Genesys Conversations API: 400 Bad Request when initiating cobrowse session via POST /cobrowse/sessions

We are attempting to initiate a cobrowse session programmatically through the Genesys Cloud Conversations API as part of a new support workflow. The goal is to trigger the session from our backend service using the POST /api/v2/cobrowse/sessions endpoint.

We have verified that the OAuth token has the necessary scopes (cobrowse:manage and cobrowse:session). The request payload follows the documentation structure for the session initiation object. Here is the JSON body we are sending:

{
 "sessionId": "sess_abc123",
 "participants": [
 {
 "id": "agent_user_id_from_db",
 "role": "agent"
 },
 {
 "id": "customer_user_id_from_db",
 "role": "customer"
 }
 ],
 "initiatorId": "agent_user_id_from_db"
}

The response we receive is a 400 Bad Request. The error body is not very descriptive:

{
 "code": "bad_request",
 "message": "Invalid session initiation parameters",
 "status": 400,
 "messageTemplate": "Invalid session initiation parameters",
 "errors": [
 {
 "code": "invalid_field",
 "message": "Field 'participants' contains invalid user ID format",
 "path": "participants[0].id"
 }
 ]
}

We have double-checked the user IDs. They are valid Genesys Cloud user IDs (UUID format). We also tried using the userId field instead of id in the participant object, but that resulted in the same error. The documentation mentions that the participant IDs must match users who are currently logged into Genesys Cloud. Both the agent and the customer (who is logged in via a custom app) are active.
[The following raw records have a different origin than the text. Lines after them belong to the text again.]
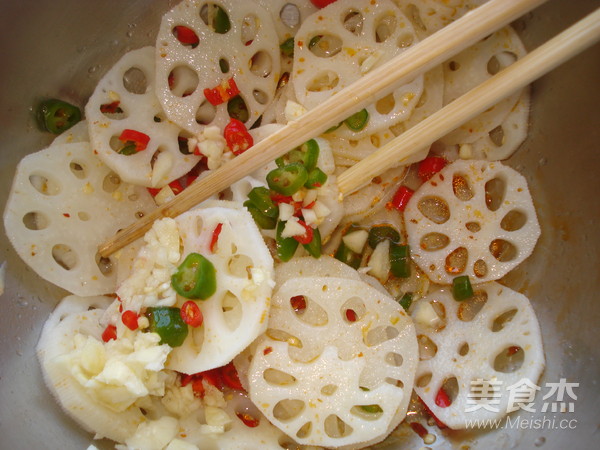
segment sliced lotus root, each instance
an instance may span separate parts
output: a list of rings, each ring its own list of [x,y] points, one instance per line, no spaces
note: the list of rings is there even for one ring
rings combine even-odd
[[[444,63],[444,105],[527,54],[519,36],[504,27]],[[506,97],[493,107],[444,136],[444,144],[464,144],[485,136],[506,118],[520,93]]]
[[[46,320],[37,345],[44,381],[63,410],[85,430],[98,438],[125,442],[146,417],[132,406],[116,412],[95,400],[73,376],[65,357],[74,349],[77,334],[101,342],[104,327],[100,319],[114,299],[110,297],[69,296]]]
[[[198,43],[178,40],[179,26],[191,30]],[[273,100],[279,40],[271,14],[254,2],[181,2],[163,16],[156,42],[156,93],[168,118],[191,133],[229,122],[227,102],[213,106],[204,90],[231,78],[248,109],[249,125]]]
[[[296,97],[312,109],[417,41],[410,21],[389,0],[335,2],[309,16],[296,34]],[[342,125],[334,133],[358,139],[406,120],[422,92],[419,76],[369,105],[362,130]]]
[[[413,260],[441,284],[497,280],[540,236],[527,181],[500,162],[450,164],[415,192],[404,220]]]
[[[505,415],[510,387],[522,380],[535,384],[544,369],[542,337],[529,300],[495,282],[474,290],[474,297],[457,302],[444,288],[411,308],[420,356],[415,391],[455,429]],[[417,317],[423,306],[435,311],[435,320]],[[447,400],[440,401],[444,393]]]
[[[153,47],[126,53],[100,80],[85,114],[92,146],[107,166],[128,183],[161,187],[188,173],[200,157],[180,149],[178,138],[189,135],[165,117],[154,73]],[[149,137],[145,149],[129,154],[127,135],[119,139],[124,130]]]
[[[167,361],[169,369],[192,374],[223,366],[267,327],[273,259],[250,213],[227,204],[195,209],[176,219],[183,241],[182,258],[196,252],[212,262],[217,290],[209,299],[197,302],[203,325],[190,330],[184,344],[173,349]],[[212,252],[211,241],[219,224],[221,231]]]
[[[506,119],[487,136],[471,144],[471,156],[474,159],[488,161],[499,161],[510,157],[527,138],[530,104],[529,89],[524,89]]]
[[[39,276],[77,295],[116,288],[114,257],[98,246],[155,208],[146,189],[123,183],[88,143],[56,144],[17,166],[6,233]]]
[[[292,278],[273,296],[250,398],[300,444],[377,442],[406,413],[416,358],[412,322],[391,297],[358,280]]]
[[[256,0],[271,13],[279,43],[294,37],[304,19],[317,11],[317,7],[306,0]]]

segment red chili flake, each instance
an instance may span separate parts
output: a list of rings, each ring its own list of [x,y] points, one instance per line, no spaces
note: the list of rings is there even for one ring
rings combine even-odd
[[[237,373],[237,369],[233,365],[233,362],[230,362],[229,364],[221,367],[221,375],[223,377],[223,382],[231,389],[235,389],[236,391],[244,390],[242,382],[240,381],[240,377]]]
[[[137,320],[137,313],[135,311],[131,311],[130,309],[124,311],[121,315],[121,321],[123,322],[123,324],[132,331],[137,330],[138,328]]]
[[[210,251],[212,253],[215,252],[215,247],[217,246],[217,242],[219,241],[219,235],[221,234],[221,230],[223,229],[223,224],[218,224],[213,230],[212,238],[210,239]]]
[[[247,427],[250,428],[256,428],[259,424],[260,424],[260,420],[254,418],[253,416],[251,416],[248,413],[235,413],[236,416],[238,416],[238,418],[244,422],[244,425],[246,425]]]
[[[108,342],[112,339],[117,339],[117,327],[108,325],[102,332],[102,340]]]
[[[356,322],[358,320],[358,315],[353,309],[346,310],[346,320],[348,320],[348,322]]]
[[[303,312],[306,309],[306,299],[304,295],[296,295],[290,299],[290,304],[296,313]]]
[[[180,314],[181,319],[193,328],[198,328],[204,321],[200,307],[192,300],[188,300],[181,306]]]

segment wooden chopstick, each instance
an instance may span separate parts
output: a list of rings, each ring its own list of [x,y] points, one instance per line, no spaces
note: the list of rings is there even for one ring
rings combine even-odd
[[[298,120],[255,144],[213,173],[188,187],[170,202],[119,231],[98,251],[108,257],[132,243],[162,217],[176,217],[226,189],[289,150],[322,134],[346,117],[373,103],[429,69],[441,64],[546,0],[491,0],[440,31],[408,48],[377,69],[304,114]]]
[[[600,8],[344,171],[337,179],[340,192],[369,183],[598,40]]]

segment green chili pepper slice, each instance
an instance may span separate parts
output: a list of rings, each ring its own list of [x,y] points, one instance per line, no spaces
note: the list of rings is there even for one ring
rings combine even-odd
[[[320,258],[322,254],[321,250],[321,232],[318,228],[313,229],[313,239],[308,244],[302,244],[306,251],[313,258]]]
[[[215,17],[213,26],[215,28],[215,32],[219,34],[225,34],[231,29],[231,22],[229,21],[229,16],[220,6],[215,6]]]
[[[269,188],[282,195],[294,195],[308,180],[308,173],[301,163],[292,163],[273,169],[267,174]]]
[[[171,284],[182,297],[206,300],[217,290],[215,266],[201,254],[190,253],[171,277]]]
[[[308,174],[308,180],[304,183],[304,187],[308,189],[320,188],[327,182],[327,174],[318,167],[313,169]]]
[[[452,296],[458,302],[473,297],[473,286],[471,286],[468,275],[456,277],[452,280]]]
[[[227,113],[229,114],[229,117],[233,117],[244,123],[250,118],[248,106],[240,95],[236,95],[227,102]]]
[[[256,206],[261,213],[268,217],[279,216],[279,207],[271,199],[271,192],[263,186],[252,188],[248,193],[248,199]]]
[[[181,318],[181,310],[172,306],[148,308],[146,317],[149,330],[160,336],[160,344],[179,347],[188,335],[188,326]]]
[[[348,264],[354,269],[358,269],[360,267],[360,262],[362,261],[362,255],[350,250],[343,241],[340,243],[340,246],[333,256],[338,261]]]
[[[275,244],[277,249],[277,256],[283,262],[289,261],[296,253],[298,248],[298,241],[293,237],[282,238],[281,233],[285,228],[285,222],[279,221],[277,224],[277,233],[275,238]]]
[[[404,308],[404,311],[408,311],[408,308],[412,305],[412,292],[405,292],[398,303]]]
[[[254,222],[256,223],[256,225],[258,225],[259,228],[263,230],[273,230],[275,228],[275,225],[277,224],[276,218],[269,217],[263,214],[260,211],[260,209],[258,209],[256,205],[250,200],[246,200],[244,202],[244,206],[246,207],[246,209],[254,219]]]
[[[359,112],[352,114],[344,123],[352,131],[362,130],[369,121],[369,112],[366,109],[361,109]]]
[[[42,129],[60,134],[81,120],[81,110],[75,105],[51,98],[39,104],[37,118]]]
[[[281,50],[281,53],[283,53],[285,56],[288,57],[293,57],[294,56],[294,38],[288,38],[285,41],[283,41],[281,43],[281,45],[279,45],[279,49]]]
[[[410,277],[410,247],[390,244],[390,270],[395,277]]]
[[[390,240],[393,244],[400,242],[400,233],[389,225],[375,225],[369,230],[369,247],[375,248],[384,240]]]

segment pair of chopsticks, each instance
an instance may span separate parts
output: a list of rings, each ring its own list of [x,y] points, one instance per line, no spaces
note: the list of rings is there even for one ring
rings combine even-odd
[[[470,11],[192,184],[170,202],[121,230],[100,246],[100,255],[108,257],[143,236],[155,220],[176,217],[193,208],[545,1],[491,0]],[[600,9],[343,172],[337,180],[340,192],[348,194],[368,183],[391,165],[432,144],[599,39]]]

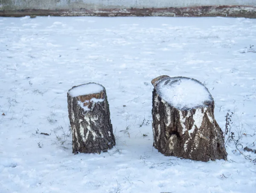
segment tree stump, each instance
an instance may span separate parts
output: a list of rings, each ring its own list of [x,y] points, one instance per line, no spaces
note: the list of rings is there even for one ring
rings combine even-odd
[[[97,153],[115,145],[106,90],[89,83],[74,86],[67,92],[73,153]]]
[[[227,160],[214,101],[199,81],[162,76],[153,79],[153,146],[166,156],[194,160]]]

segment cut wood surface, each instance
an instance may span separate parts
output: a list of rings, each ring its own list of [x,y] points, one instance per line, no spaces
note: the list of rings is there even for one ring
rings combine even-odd
[[[106,90],[89,83],[67,93],[73,153],[100,153],[115,145]]]
[[[214,101],[200,82],[185,77],[154,79],[154,146],[166,156],[206,162],[227,159]]]

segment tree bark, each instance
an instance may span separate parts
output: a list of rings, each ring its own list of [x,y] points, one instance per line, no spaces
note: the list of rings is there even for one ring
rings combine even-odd
[[[153,146],[166,156],[204,162],[227,160],[223,132],[214,118],[214,101],[209,93],[212,99],[205,101],[203,106],[179,109],[163,99],[157,91],[158,84],[170,78],[163,76],[151,81],[154,87],[152,110]]]
[[[99,85],[102,90],[84,95],[70,94],[72,89],[89,84]],[[100,153],[115,145],[106,90],[103,86],[89,83],[74,86],[67,93],[67,102],[73,153]]]

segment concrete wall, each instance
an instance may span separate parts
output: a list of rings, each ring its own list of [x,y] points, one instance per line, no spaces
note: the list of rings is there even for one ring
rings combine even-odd
[[[256,17],[256,0],[0,0],[0,16]]]
[[[254,6],[256,0],[0,0],[0,10],[166,8]]]

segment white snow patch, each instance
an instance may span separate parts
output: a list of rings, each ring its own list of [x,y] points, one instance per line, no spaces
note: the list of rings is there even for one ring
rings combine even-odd
[[[184,150],[185,151],[186,151],[187,149],[187,146],[188,146],[188,143],[189,142],[189,139],[187,140],[185,142],[185,144],[184,144]]]
[[[90,83],[77,86],[70,89],[68,93],[73,97],[87,94],[99,93],[102,91],[103,87],[98,84]]]
[[[209,114],[209,112],[207,112],[207,113],[206,113],[206,114],[207,114],[207,116],[208,116],[208,118],[209,119],[209,121],[213,123],[213,119],[212,119],[212,117],[210,115],[210,114]]]
[[[159,141],[160,139],[160,134],[161,134],[161,126],[160,124],[158,124],[157,125],[157,131],[158,132],[158,136],[157,136],[157,140]]]
[[[172,135],[170,137],[170,142],[169,143],[169,148],[170,150],[173,150],[174,149],[174,145],[172,140],[173,140],[174,135]]]
[[[212,99],[205,87],[191,79],[164,79],[157,84],[157,91],[163,99],[179,109],[204,106],[204,101]]]
[[[194,132],[194,131],[195,128],[195,126],[198,128],[200,128],[201,127],[201,125],[202,124],[202,121],[203,121],[203,117],[204,117],[204,111],[206,110],[206,108],[204,108],[204,111],[202,113],[202,111],[201,111],[201,108],[197,108],[195,111],[195,114],[193,115],[193,119],[194,119],[194,124],[192,126],[192,128],[191,130],[189,130],[189,136],[190,136],[190,134]]]
[[[97,121],[98,119],[99,119],[99,118],[98,118],[98,117],[92,117],[90,119],[90,118],[89,118],[86,116],[84,116],[84,119],[88,123],[88,125],[87,126],[86,128],[88,130],[88,131],[90,131],[90,132],[92,134],[93,136],[93,140],[94,141],[95,141],[95,139],[96,139],[96,137],[98,137],[98,135],[97,135],[97,133],[96,133],[96,132],[95,132],[95,131],[94,131],[92,129],[92,128],[90,127],[90,121],[92,121],[92,122],[93,122],[94,123],[95,123],[95,121]],[[81,135],[82,134],[81,133],[81,131],[80,130],[80,134],[81,134]],[[87,133],[86,134],[86,135],[87,135]],[[87,137],[88,137],[88,136],[87,136]],[[87,138],[86,138],[86,139],[87,139]]]
[[[182,127],[182,134],[185,133],[186,130],[186,126],[185,125],[185,122],[187,118],[189,118],[191,114],[190,113],[190,111],[189,111],[188,114],[185,117],[183,116],[183,115],[182,114],[182,112],[181,111],[179,111],[179,113],[180,114],[180,125]]]
[[[93,102],[93,103],[96,103],[98,102],[103,102],[104,101],[104,99],[96,99],[95,98],[93,98],[90,100],[85,100],[84,102],[81,102],[79,100],[77,101],[77,103],[79,105],[84,109],[84,111],[85,111],[90,110],[90,108],[88,107],[88,105],[86,106],[84,106],[84,104],[85,102]]]

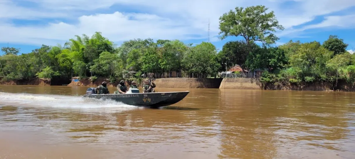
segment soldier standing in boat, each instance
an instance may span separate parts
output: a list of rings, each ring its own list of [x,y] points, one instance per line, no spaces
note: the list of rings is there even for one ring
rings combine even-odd
[[[156,86],[155,83],[153,82],[152,82],[151,84],[149,84],[149,81],[148,80],[144,81],[144,85],[143,85],[143,93],[153,93],[155,92],[155,90],[153,89],[155,88]]]
[[[103,82],[101,85],[95,88],[95,92],[98,94],[110,94],[109,89],[107,88],[107,84],[106,82]]]
[[[136,81],[132,81],[132,84],[130,86],[130,88],[138,88],[137,87],[137,83],[136,83]]]
[[[115,92],[115,94],[124,94],[127,92],[127,87],[125,84],[125,81],[121,80],[120,84],[117,85],[117,91]]]

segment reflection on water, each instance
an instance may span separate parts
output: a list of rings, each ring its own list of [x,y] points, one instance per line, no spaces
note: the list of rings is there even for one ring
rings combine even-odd
[[[355,156],[353,93],[191,89],[154,109],[84,99],[87,88],[0,86],[0,158]]]

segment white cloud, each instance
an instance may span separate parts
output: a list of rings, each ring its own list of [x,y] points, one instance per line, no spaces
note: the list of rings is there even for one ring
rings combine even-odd
[[[285,2],[296,3],[291,9],[283,9]],[[329,16],[316,25],[295,29],[293,27],[312,20],[318,16],[341,11],[355,5],[348,0],[1,0],[0,1],[0,42],[55,45],[73,38],[75,35],[91,35],[100,31],[115,42],[151,37],[154,39],[181,40],[207,39],[207,25],[211,21],[211,41],[217,40],[218,18],[236,6],[265,5],[275,11],[286,29],[279,36],[296,34],[305,29],[329,26],[354,25],[348,17]],[[20,6],[31,3],[31,7]],[[114,10],[115,5],[147,13]],[[350,16],[350,17],[349,17]],[[12,19],[51,18],[71,19],[75,22],[58,22],[45,25],[16,25]],[[72,20],[71,20],[72,21]],[[334,23],[335,22],[336,23]],[[334,24],[335,26],[334,26]]]

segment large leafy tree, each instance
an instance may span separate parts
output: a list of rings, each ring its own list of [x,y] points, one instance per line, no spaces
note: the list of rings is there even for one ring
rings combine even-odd
[[[1,48],[1,51],[4,52],[5,55],[9,54],[17,55],[20,52],[20,49],[13,47],[2,47]]]
[[[266,13],[264,6],[236,7],[219,18],[220,38],[229,36],[243,37],[248,45],[258,41],[264,44],[273,44],[279,39],[273,33],[277,29],[283,30],[279,24],[273,11]]]
[[[334,55],[346,52],[349,45],[345,43],[344,40],[336,35],[330,35],[329,38],[323,42],[322,46],[329,51],[333,52]]]

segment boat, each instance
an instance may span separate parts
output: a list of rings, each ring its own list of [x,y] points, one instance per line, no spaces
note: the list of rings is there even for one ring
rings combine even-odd
[[[130,88],[124,94],[97,94],[95,88],[91,87],[86,90],[83,98],[101,99],[109,99],[121,102],[128,105],[158,108],[176,103],[183,99],[189,91],[171,92],[140,93],[137,88]]]

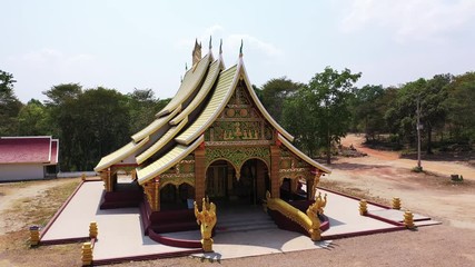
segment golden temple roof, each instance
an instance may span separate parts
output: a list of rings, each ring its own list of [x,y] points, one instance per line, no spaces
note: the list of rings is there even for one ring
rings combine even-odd
[[[200,136],[219,116],[229,101],[234,87],[238,80],[237,66],[221,72],[216,85],[215,93],[200,116],[175,140],[181,145],[189,145]]]
[[[149,166],[138,169],[137,177],[140,185],[144,185],[148,180],[164,174],[169,168],[174,167],[180,160],[190,155],[195,149],[198,148],[201,142],[205,141],[205,137],[201,136],[195,140],[190,146],[177,145],[166,155],[157,159],[155,162]]]
[[[148,141],[148,137],[141,139],[139,142],[131,141],[126,146],[119,148],[118,150],[107,155],[106,157],[100,159],[99,164],[95,168],[95,171],[101,171],[119,162],[120,160],[123,160],[125,158],[136,152],[139,148],[144,147],[144,145],[146,145]]]
[[[175,119],[170,121],[170,125],[178,125],[184,118],[188,117],[191,111],[194,111],[208,96],[208,92],[211,90],[215,85],[216,79],[218,78],[219,72],[221,71],[221,60],[218,59],[211,63],[209,67],[208,75],[206,76],[205,82],[202,83],[201,89],[191,100],[191,102],[184,109]]]
[[[225,110],[240,80],[246,83],[245,88],[258,112],[278,132],[278,140],[310,166],[330,174],[330,169],[290,144],[294,137],[274,120],[254,91],[243,57],[239,57],[237,65],[225,69],[221,56],[214,60],[211,51],[187,70],[177,93],[156,115],[157,118],[135,134],[130,144],[103,157],[95,170],[101,171],[127,159],[140,165],[137,168],[140,185],[157,178],[205,141],[204,132]],[[150,159],[155,161],[149,164]]]
[[[147,150],[145,150],[142,154],[137,156],[137,164],[141,165],[144,161],[146,161],[148,158],[154,156],[156,152],[158,152],[165,145],[167,145],[171,139],[175,138],[175,136],[185,127],[185,125],[188,123],[188,118],[185,118],[181,120],[181,122],[178,126],[174,126],[170,129],[168,129],[167,132],[154,145],[151,145]]]
[[[199,86],[202,78],[208,70],[209,62],[212,61],[212,55],[208,53],[202,58],[197,66],[189,69],[184,77],[184,81],[180,85],[180,88],[177,91],[177,95],[170,100],[170,102],[161,109],[157,117],[162,117],[167,113],[172,112],[175,109],[179,108],[182,102],[190,97],[195,89]]]
[[[326,172],[331,174],[331,169],[325,167],[324,165],[318,164],[317,161],[313,160],[310,157],[305,155],[303,151],[298,150],[298,148],[294,147],[286,138],[284,138],[280,134],[277,136],[277,139],[286,147],[288,150],[290,150],[293,154],[295,154],[300,159],[305,160],[307,164],[314,166],[315,168]]]

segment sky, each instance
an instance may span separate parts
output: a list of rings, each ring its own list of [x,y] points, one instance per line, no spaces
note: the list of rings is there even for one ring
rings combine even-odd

Is there a specific format required for the id field in the participants array? Or is there a prerequisite API call we need to make to register the user for cobrowse before initiating the session? We are using the Python SDK for the initial authentication, but the cobrowse call is made via raw HTTP requests using requests.post().

Any insights into why the participants[0].id is being flagged as invalid would be appreciated.

You’re missing the initiator object in your payload. The API doesn’t just take a session ID or a target ID alone; it needs to know who is starting the cobrowse and who is receiving it. Without that explicit mapping, it throws a 400 because the routing engine has no idea where to push the session.

Here is the minimal payload structure that actually works. Note the type field must be cobrowse and the initiator section is mandatory.

{
 "id": "generated-session-id-123",
 "type": "cobrowse",
 "initiator": {
 "id": "user-id-of-agent-starting-session",
 "type": "user"
 },
 "target": {
 "id": "interaction-id-or-customer-id",
 "type": "interaction"
 },
 "settings": {
 "mode": "view"
 }
}

Also, double-check that the user ID you’re passing in the initiator section is actually logged into the Cobrowse agent application. If the user isn’t active in the Cobrowse UI, the API might accept the request but the session won’t actually connect on the client side. It’s a silent failure that wastes a lot of time debugging.

Another common trap is the target type. If you’re trying to cobrowse with a customer in an existing interaction, the target ID is the interaction ID, not the customer ID. If you use the customer ID, the system can’t link it to the active session.

Check your logs for the specific error message inside the 400 response body. It usually tells you exactly which field is missing or malformed. If it says invalid initiator, it’s the user ID. If it says invalid target, it’s the interaction ID.

Don’t forget to set the mode to view or control depending on what you want the agent to do. Defaulting to view is safer for initial tests.